The Scientific Expert Working Group on BSE/TSE of the European Food Safety Authority’s (EFSA) Scientific Panel on Biological Hazards have published a statement on the safety of goat milk and milk products with regards to possible BSE/TSE risks. This follows findings of a research group in France concerning a suspected case of Bovine Spongiform Encephalopathy (BSE) infection in a goat.
As a result, the European Commission (EC) requested advice from EFSA on the safety of milk and meat in relation to TSE (Transmissible Spongiform Encephalopathy) in goats and sheep. EFSA’s scientific experts concluded that in light of current scientific knowledge, goat milk and milk products sourced from healthy animals, and irrespective of their geographical origin, are unlikely to present any risk of TSE contamination. Experts recommended that the common practice of excluding animals with mastitis (inflammation of the udder) or other udder abnormalities as sources of milk continue to be emphasised as it provides further assurance on the removal of any potential infection including TSE. EFSA’s BSE/TSE working group advised that more scientific research data are required in order to assess possible risks associated with the consumption of goat meat and to be able to undertake a comprehensive quantitative assessment of risk associated with the consumption of goat meat and milk.
Following the announcement by a research group in France of a suspected case of BSE in a goat slaughtered in 2002, EFSA immediately commissioned work in view of updating previous scientific opinions concerning TSEs in small ruminants ,2. EFSA launched a feasibility study and consulted Member States in order to obtain an overview of existing scientific knowledge, new data and ongoing research projects. Through this study, EFSA will also assess whether the current information available would be sufficient as a basis for a quantitative assessment of possible risks associated with the consumption of goat products.
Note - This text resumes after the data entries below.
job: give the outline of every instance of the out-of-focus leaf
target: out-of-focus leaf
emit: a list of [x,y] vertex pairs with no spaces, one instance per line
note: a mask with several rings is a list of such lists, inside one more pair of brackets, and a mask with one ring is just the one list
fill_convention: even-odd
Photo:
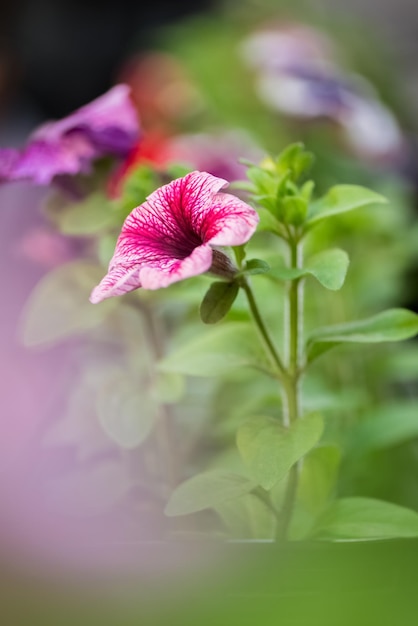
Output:
[[317,513],[327,502],[337,480],[341,451],[335,445],[314,448],[306,455],[299,478],[298,499]]
[[319,328],[307,342],[308,360],[313,361],[340,343],[401,341],[418,334],[418,315],[408,309],[389,309],[373,317]]
[[171,494],[166,515],[187,515],[237,498],[254,489],[255,483],[239,474],[210,470],[179,485]]
[[339,248],[332,248],[307,259],[300,269],[280,265],[272,269],[271,275],[280,280],[295,280],[310,274],[327,289],[337,290],[344,284],[348,264],[348,254]]
[[224,376],[237,367],[268,366],[251,324],[208,328],[159,362],[159,369],[188,376]]
[[418,437],[418,402],[384,404],[363,416],[353,428],[350,445],[354,454],[396,446]]
[[109,298],[100,305],[89,295],[103,269],[74,261],[52,270],[35,286],[23,310],[20,336],[26,346],[51,344],[93,328],[117,305]]
[[335,500],[311,530],[315,539],[418,537],[418,513],[373,498]]
[[90,236],[122,224],[109,198],[95,192],[76,204],[67,205],[55,214],[57,227],[64,235]]
[[150,433],[158,404],[147,388],[128,376],[109,378],[99,390],[96,404],[99,421],[122,448],[136,448]]
[[346,213],[370,204],[387,203],[382,195],[358,185],[336,185],[328,193],[310,206],[307,226],[313,226],[333,215]]
[[200,305],[200,317],[205,324],[216,324],[230,310],[238,295],[236,282],[216,281],[211,284]]
[[239,428],[237,445],[252,478],[264,489],[271,489],[319,441],[323,421],[311,413],[289,428],[276,419],[259,416]]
The EFSA Scientific Expert Working Group on BSE/TSE has provided preliminary advice concerning the safety of goat milk and milk derived products with regards to possible BSE/TSE risks. Given lack of available data, experts were not able to provide advice related to goat meat and other products at this stage.
Based on current scientific knowledge, experts concluded that milk and milk products from small ruminants are unlikely to present any risk of TSE contamination provided that milk is sourced from healthy animals. Such conclusions apply to all healthy animals, irrespective of their geographical origin. In order to further reduce risk, experts recommend that additional emphasis be placed on the common practice of excluding as sources of milk those animals which show any sign of inflammation of the udder (mastitis) or other udder abnormalities. This is important as infiltration of potentially infected blood into milk can occur when the blood/milk barrier is no longer or only partly effective i.e. in case of mastitis. In addition, scientists advised that analysis of certain milk parameters (e.g. somatic cell counts) could provide a practical and useful indicator for further assurance of healthy milk.
A comprehensive and quantitative assessment of the risks involved in the consumption of goat meat, milk and dairy products will only be possible if more scientific research data on the occurrence of TSE in small ruminants can be obtained. Such a quantitative risk assessment, if feasible, will take considerably more time.